HLVU : A New Challenge to Test Deep Understanding of Movies the Way Humans do
This work addresses a foundational problem in video understanding, potentially benefiting streaming services and broadcasters by enabling more intuitive video interaction, though it is incremental as it extends text-domain research to video.
The authors introduced the HLVU challenge and dataset to test if computer systems can understand movies by recognizing relationships among actors and non-visual concepts, aiming to benchmark this against human-like comprehension.

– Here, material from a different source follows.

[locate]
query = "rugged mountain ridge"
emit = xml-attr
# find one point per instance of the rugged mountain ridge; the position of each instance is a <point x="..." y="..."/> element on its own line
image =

In this paper we propose a new evaluation challenge and direction in the area of High-level Video Understanding. The challenge we are proposing is designed to test automatic video analysis and understanding, and how accurately systems can comprehend a movie in terms of actors, entities, events and their relationship to each other. A pilot High-Level Video Understanding (HLVU) dataset of open source movies were collected for human assessors to build a knowledge graph representing each of them. A set of queries will be derived from the knowledge graph to test systems on retrieving relationships among actors, as well as reasoning and retrieving non-visual concepts. The objective is to benchmark if a computer system can "understand" non-explicit but obvious relationships the same way humans do when they watch the same movies. This is long-standing problem that is being addressed in the text domain and this project moves similar research to the video domain. Work of this nature is foundational to future video analytics and video understanding technologies. This work can be of interest to streaming services and broadcasters hoping to provide more intuitive ways for their customers to interact with and consume video content.